@Cindychill ich wollte nur kurz noch was zu deiner Rechnung dalassen, dass man hypothetisch über einen Zeitraum 3000€ Prämie zahlt und nix davon hat, wenn man nach einem sog. Schadensfall gekündigt wird, also der Versicherungsgesellschaft "Geld in den Rachen geschmissen hat".
Man kann Prämien und Leistung nicht 1:1 gegenrechnen, denn, was du bei Versicherungen absicherst, ist immer das RISIKO.
Also, du möchtest das Risiko, dass dein Hund krank wird, nicht selbst tragen, also übernimmt die Versicherung dieses Risiko für dich, dass dein Hund vielleicht eine teure Behandlung braucht, und du zahlst dafür deine Prämie.
Vielleicht ist dein Hund dann 15 Jahre lang gesund und du zahlst umsonst. Aber das Risiko war abgedeckt, 15 Jahre lang. War der Hund krank und hat teure Behandlungen gebraucht, guckt die Versicherung halt, wieviele "Schäden" sie sich leisten kann. Dafür gibt es Hochrechnungen, denn Versicherungen sind halt, egal wie, doch profitorientierte Gesellschaften. Niemand wird gezwungen, Risiken abzusichern, außer bei der Krankenversicherung für Menschen. Alles andere ist persönliches, eigenes Lebensrisiko.
Auch, wo man hingeht, um ein Risiko abzusichern, spielt eine Rolle. Manche Versicherungen werfen dich nach dem erste Schaden schon raus oder lehnen grundsätzlich erstmal ab und du brauchst jedes Mal einen Anwalt, der deine Rechte durchsetzt. Andere sind kulant und übernehmen Schäden, die gar nicht gedeckt wären.

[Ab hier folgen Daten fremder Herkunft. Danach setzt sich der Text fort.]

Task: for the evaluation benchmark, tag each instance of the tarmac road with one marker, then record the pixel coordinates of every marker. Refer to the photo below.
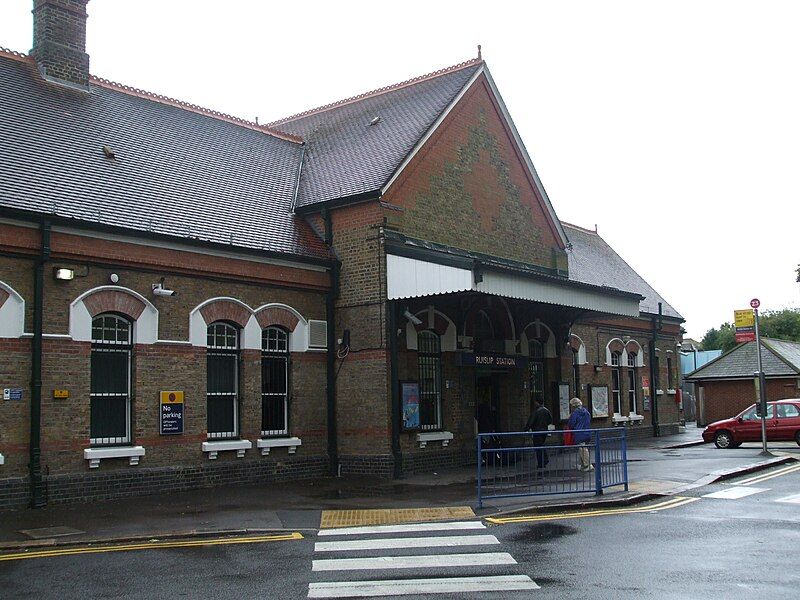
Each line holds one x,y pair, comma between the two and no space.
740,542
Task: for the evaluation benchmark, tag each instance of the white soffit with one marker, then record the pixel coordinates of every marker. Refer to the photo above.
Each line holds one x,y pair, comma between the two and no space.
412,278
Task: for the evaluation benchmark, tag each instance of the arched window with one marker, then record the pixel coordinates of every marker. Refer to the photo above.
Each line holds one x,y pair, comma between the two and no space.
536,370
616,382
274,382
430,377
222,377
110,386
632,379
576,374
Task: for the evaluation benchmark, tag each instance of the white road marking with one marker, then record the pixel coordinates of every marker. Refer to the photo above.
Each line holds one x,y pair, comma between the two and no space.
425,542
414,562
412,527
735,493
790,499
398,587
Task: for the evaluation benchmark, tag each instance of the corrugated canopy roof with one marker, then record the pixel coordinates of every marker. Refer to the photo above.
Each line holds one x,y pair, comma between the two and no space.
177,172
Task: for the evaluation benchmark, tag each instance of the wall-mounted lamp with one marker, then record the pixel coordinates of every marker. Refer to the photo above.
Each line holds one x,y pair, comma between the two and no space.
63,274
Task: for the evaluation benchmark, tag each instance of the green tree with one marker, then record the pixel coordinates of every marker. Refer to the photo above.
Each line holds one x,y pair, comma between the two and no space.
779,324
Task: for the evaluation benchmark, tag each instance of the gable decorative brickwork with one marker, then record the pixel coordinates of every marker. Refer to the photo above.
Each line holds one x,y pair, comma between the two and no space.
225,310
275,315
114,301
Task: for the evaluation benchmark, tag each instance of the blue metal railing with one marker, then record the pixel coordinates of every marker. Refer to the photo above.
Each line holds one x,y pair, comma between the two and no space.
540,463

Kommt immer darauf an und spiegelt sich auch in der Höhe der Prämie wider.
Ich persönlich denke mir, ich kann es eh nicht ändern. Ich tu mein Bestes, meine Tiere gut zu versorgen. Wir haben zb nur eine OP Versicherung für beide Hunde. Haben wir noch nie gebraucht, auch bei den Hunden vorher nicht. Aber, das Geld bei einer Magendrehung nicht ad hoc zu haben und den Hund nicht operieren lassen zu können, finde ich einen schlimmen Gedanken. TKV haben wir nicht, weil mein Mann, der vom Fach ist, meinte, dass sich das nicht lohnt. Also zahlen wir Behandlungen lieber aus unserer Tasche.

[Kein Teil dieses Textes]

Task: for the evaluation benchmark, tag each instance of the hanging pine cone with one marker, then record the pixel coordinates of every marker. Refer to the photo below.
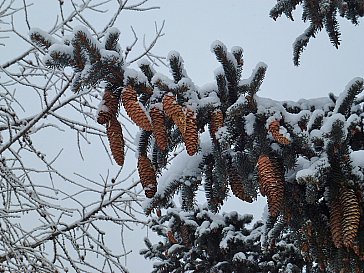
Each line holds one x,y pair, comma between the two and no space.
271,182
274,130
116,140
159,128
216,121
147,176
350,217
336,215
237,187
135,109
108,107
190,136
174,111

Und aus diesen Gründen, unter anderen Gründen, die für mich dagegensprechen, hab ich auch kein eigenes Pferd mehr. Es ist mir schlicht auch zu teuer und im Handumdrehen sind 4stellige Summen weg, wenn das Tier eine Kolik hat oder eine Darmverschlingung und in die Klinik muss. Selbst zwei mal bei der RB erlebt, aber der Besitzer konnte sich das leisten.
Das ist halt einfach Fakt, Tierhaltung ist ein Kostenfaktor, und völlig ohne Wertung kann auch die Frage des Geldes ein Grund sein, warum man sich dagegen oder zb nur zur Einzelhaltung oder für eine Kleinrasse entscheidet. Ich kenne Leute, die konnten einen Hund nicht übernehmen, weil ihnen die 34 Euro, die sein Futter gekostet hätte, zu teuer war. Ja, okay, wenn man so ehrlich ist und sich das dann verkneift, da hab ich dann schon Respekt. Besser als andersrum.